Acked-by: Ethan Jackson <et...@nicira.com>
On Tue, Apr 29, 2014 at 4:15 PM, Alex Wang <al...@nicira.com> wrote:
> This commit adds a requirement that bfd session must receive at least
> one bfd control packet every 100 * bfd->cfg_min_rx amount of time in
> forwarding_if_rx mode.
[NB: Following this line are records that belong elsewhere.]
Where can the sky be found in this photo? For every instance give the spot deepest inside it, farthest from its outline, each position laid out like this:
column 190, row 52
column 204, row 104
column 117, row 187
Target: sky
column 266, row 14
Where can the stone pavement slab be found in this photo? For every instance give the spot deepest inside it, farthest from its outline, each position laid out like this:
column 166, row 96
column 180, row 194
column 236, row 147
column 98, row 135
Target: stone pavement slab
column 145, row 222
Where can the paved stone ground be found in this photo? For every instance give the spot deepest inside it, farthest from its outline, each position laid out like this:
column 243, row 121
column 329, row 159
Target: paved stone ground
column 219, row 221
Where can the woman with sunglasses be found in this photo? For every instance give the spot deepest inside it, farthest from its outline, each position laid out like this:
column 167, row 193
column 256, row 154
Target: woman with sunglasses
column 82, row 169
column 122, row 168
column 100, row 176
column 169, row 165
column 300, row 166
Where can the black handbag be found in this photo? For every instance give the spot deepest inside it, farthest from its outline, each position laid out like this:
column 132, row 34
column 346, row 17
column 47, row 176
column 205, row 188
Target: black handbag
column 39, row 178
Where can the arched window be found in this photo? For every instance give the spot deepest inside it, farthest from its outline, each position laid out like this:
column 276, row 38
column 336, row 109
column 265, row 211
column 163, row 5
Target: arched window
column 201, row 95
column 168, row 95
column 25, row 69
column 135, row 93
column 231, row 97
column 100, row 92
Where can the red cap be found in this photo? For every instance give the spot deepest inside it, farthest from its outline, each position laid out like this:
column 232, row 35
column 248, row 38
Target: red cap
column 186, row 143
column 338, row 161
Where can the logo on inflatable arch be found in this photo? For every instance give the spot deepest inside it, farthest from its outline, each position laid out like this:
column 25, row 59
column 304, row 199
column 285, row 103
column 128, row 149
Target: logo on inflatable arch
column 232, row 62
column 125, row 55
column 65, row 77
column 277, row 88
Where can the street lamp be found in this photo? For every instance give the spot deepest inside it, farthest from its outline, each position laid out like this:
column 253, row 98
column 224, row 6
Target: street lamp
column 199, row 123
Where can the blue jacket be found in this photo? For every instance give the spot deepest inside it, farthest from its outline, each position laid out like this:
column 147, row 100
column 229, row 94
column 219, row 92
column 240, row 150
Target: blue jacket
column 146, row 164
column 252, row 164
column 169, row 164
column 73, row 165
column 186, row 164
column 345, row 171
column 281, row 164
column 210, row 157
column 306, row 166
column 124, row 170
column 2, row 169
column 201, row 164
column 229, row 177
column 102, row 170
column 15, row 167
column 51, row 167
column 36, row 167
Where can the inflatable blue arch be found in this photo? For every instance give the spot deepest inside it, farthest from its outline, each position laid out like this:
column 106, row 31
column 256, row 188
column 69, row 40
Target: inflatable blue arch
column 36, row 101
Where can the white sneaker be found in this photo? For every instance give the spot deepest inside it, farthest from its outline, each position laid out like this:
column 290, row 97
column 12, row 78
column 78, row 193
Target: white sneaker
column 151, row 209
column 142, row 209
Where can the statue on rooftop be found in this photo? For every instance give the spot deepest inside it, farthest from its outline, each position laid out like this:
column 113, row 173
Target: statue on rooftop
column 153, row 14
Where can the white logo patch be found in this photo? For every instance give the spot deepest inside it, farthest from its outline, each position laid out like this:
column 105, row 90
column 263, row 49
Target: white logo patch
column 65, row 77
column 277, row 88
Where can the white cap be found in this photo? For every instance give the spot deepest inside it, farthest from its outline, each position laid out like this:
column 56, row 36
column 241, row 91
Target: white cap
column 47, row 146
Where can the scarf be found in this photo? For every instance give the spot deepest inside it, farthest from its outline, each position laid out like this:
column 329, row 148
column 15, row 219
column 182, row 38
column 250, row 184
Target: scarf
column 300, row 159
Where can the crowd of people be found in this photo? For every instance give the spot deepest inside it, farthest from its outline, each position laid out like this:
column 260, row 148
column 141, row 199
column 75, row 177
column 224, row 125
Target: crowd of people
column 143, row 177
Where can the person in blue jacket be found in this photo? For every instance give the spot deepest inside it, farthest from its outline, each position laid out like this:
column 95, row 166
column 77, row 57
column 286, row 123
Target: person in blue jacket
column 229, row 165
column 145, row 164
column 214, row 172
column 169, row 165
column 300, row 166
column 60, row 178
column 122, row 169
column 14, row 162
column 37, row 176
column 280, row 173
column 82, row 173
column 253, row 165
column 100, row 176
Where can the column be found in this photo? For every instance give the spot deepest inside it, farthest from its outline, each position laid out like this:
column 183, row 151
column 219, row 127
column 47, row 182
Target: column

Otherwise, even if the data packets are received
> on the monitored interface, the bfd->forwarding is still false.
>
> Since the datapath flow is not purged when the userspace Open Vswitch
> crashes, data packet can still be forwarded through the tunnel and
> fool the remote BFD session in forwarding_if_rx mode. Thus, this commit
> can prevent the remote BFD session from falsely declaring tunnel liveness
> in this situation.
>
> Signed-off-by: Alex Wang <al...@nicira.com>
> ---
> PATCH -> V2:
> - hard code the demand_rx_bfd interval to be 100 * cfm_interval.
> ---
> lib/bfd.c | 27 ++++++++++----
> tests/bfd.at | 101
> ++++++++++++++++++++++++++++++++++++++------------
> vswitchd/vswitch.xml | 11 ++++--
> 3 files changed, 105 insertions(+), 34 deletions(-)
>
> diff --git a/lib/bfd.c b/lib/bfd.c
> index e3e3ae5..2d53bd2 100644
> --- a/lib/bfd.c
> +++ b/lib/bfd.c
> @@ -203,6 +203,12 @@ struct bfd {
> bool forwarding_if_rx;
> long long int forwarding_if_rx_detect_time;
>
> + /* When 'bfd->forwarding_if_rx' is set, at least one bfd control packet
> + * is required to be received every 100 * bfd->cfg_min_rx. If bfd
> + * control packet is not received within this interval, even if data
> + * packets are received, the bfd->forwarding will still be false. */
> + long long int demand_rx_bfd_time;
> +
> /* BFD decay related variables. */
> bool in_decay; /* True when bfd is in decay. */
> int decay_min_rx; /* min_rx is set to decay_min_rx when */
> @@ -841,6 +847,10 @@ bfd_process_packet(struct bfd *bfd, const struct flow
> *flow,
> }
> /* XXX: RFC 5880 Section 6.8.6 Demand mode related calculations here. */
>
> + if (bfd->forwarding_if_rx) {
> + bfd->demand_rx_bfd_time = time_msec() + 100 * bfd->cfg_min_rx;
> + }
> +
> out:
> bfd_forwarding__(bfd);
> ovs_mutex_unlock(&mutex);
> @@ -876,19 +886,22 @@ bfd_set_netdev(struct bfd *bfd, const struct netdev
> *netdev)
> static bool
> bfd_forwarding__(struct bfd *bfd) OVS_REQUIRES(mutex)
> {
> - long long int time;
> + long long int now = time_msec();
> + bool forwarding_if_rx;
> bool last_forwarding = bfd->last_forwarding;
>
> if (bfd->forwarding_override != -1) {
> return bfd->forwarding_override == 1;
> }
>
> - time = bfd->forwarding_if_rx_detect_time;
> - bfd->last_forwarding = (bfd->state == STATE_UP
> - || (bfd->forwarding_if_rx && time > time_msec()))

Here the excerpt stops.